Mike McSweeney reckons we don’t know the half of it when it comes to defective blocks in his county. “There was a bad frost back a few years and the cracks began to appear,” Mike, from Loughill, said. 

“After that, we got an engineer out but there is no [redress] scheme in Limerick and you can drive a four-inch nail into the blocks in the wall. That’s how far gone they are.”

Ann Ryan from Askeaton came to the first protest on the issue last June, but she has seen little progress. “There is a pyrite scheme for foundations but not for defective blocks,” she said. “I have it and my brother down the road has it also. We have to get movement on this.”

Michelle McClay and Jennifer Gill from Buncrana, Co Donegal, at the protest. Picture: Gareth Chaney/Collins Photos
Michelle McClay and Jennifer Gill from Buncrana, Co Donegal, at the protest. Picture: Gareth Chaney/Collins Photos

Moving around in front of Ann beside the hydraulic trailer that acted as a stage was Paddy Diver, Mr Mica himself. 

Diver has, by common consensus, done trojan work to highlight the problem. He was carrying half a four-inch block presumably to demonstrate to somebody how it crumbles like cake. 

A few minutes earlier, he did the warm-up act on stage, and at one point the stage was raised high over the Liffey to unfurl another banner and let Paddy look down on his people.

“Paddy Diver for president,” somebody shouted when he stepped down.

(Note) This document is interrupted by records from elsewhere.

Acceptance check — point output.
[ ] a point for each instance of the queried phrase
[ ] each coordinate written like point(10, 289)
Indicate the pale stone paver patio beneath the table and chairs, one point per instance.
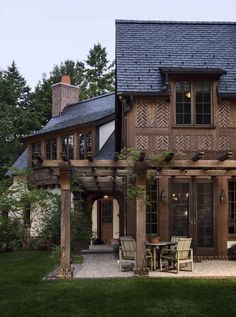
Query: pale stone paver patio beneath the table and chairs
point(105, 265)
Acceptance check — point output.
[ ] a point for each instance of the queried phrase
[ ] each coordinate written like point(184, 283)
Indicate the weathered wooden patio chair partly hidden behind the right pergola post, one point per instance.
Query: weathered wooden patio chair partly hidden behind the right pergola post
point(127, 251)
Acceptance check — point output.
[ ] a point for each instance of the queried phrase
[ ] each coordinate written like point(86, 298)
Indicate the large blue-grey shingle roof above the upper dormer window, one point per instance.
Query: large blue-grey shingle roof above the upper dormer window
point(143, 47)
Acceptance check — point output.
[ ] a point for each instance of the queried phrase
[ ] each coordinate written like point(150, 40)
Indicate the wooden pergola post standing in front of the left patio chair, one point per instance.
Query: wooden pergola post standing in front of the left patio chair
point(141, 218)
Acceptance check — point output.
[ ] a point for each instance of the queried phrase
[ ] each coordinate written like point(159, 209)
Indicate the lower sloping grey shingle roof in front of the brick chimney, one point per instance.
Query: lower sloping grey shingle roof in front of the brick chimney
point(86, 111)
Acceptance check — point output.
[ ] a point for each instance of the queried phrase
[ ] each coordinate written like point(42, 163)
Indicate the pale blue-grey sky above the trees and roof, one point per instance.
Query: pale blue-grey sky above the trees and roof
point(38, 34)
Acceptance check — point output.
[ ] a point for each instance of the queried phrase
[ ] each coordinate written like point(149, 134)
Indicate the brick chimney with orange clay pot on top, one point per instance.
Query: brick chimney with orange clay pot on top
point(63, 94)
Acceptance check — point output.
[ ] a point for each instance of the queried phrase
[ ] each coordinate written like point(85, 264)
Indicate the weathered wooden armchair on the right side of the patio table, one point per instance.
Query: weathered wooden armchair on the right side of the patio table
point(182, 254)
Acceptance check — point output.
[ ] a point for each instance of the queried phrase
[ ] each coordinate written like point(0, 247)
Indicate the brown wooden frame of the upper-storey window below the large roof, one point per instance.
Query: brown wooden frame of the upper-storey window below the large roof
point(193, 83)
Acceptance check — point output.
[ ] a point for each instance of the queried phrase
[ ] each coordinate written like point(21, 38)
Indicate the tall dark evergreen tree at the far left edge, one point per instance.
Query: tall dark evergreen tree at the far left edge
point(16, 114)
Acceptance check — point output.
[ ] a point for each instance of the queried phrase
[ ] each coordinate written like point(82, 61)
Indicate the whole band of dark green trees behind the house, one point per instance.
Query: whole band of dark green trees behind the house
point(23, 111)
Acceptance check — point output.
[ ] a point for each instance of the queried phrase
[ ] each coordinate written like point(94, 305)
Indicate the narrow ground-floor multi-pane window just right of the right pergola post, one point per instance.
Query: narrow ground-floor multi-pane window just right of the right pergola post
point(151, 208)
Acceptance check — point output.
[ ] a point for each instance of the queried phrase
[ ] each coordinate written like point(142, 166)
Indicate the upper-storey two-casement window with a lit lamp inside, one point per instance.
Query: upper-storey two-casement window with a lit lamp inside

Other speakers, most prominently a succession of local politicians, followed. They all want the same thing and they want it now. Many of them referred to Dara Ó Briain, describing him as the Minister for Housing, but of course that man is a comedian. 

Maybe it was the influence of the Donegal Gaeltacht that prompted the Irish version of the minister’s name or maybe a lot of people do mix him up with a comedian. 

Donegal may be tucked away in the north-west corner of the island, but the mica issue has galvanised tight-knit communities, particularly those on the Innishowen peninsula. Picture: Gareth Chaney/Collins
Donegal may be tucked away in the north-west corner of the island, but the mica issue has galvanised tight-knit communities, particularly those on the Innishowen peninsula. Picture: Gareth Chaney/Collins

Whether in English or Irish, the minister is expected to deliver his verdict within the next two weeks on whether the new redress scheme will cover 100% of costs for the stricken homeowners.

At the back of the stage, Martina Hegarty wasn’t finding it funny. She is from Crossmalina, Co Mayo, and was one of 19 people who were initially turned down by the local authority for inclusion in the scheme. 

“We won on appeal but my home has to be demolished,” she said. “Every room in the house has cracks in it now. When it is demolished I will have to start from scratch, get an architect, drawings, planning, the whole thing. That’s what so many of the people here are left with now.”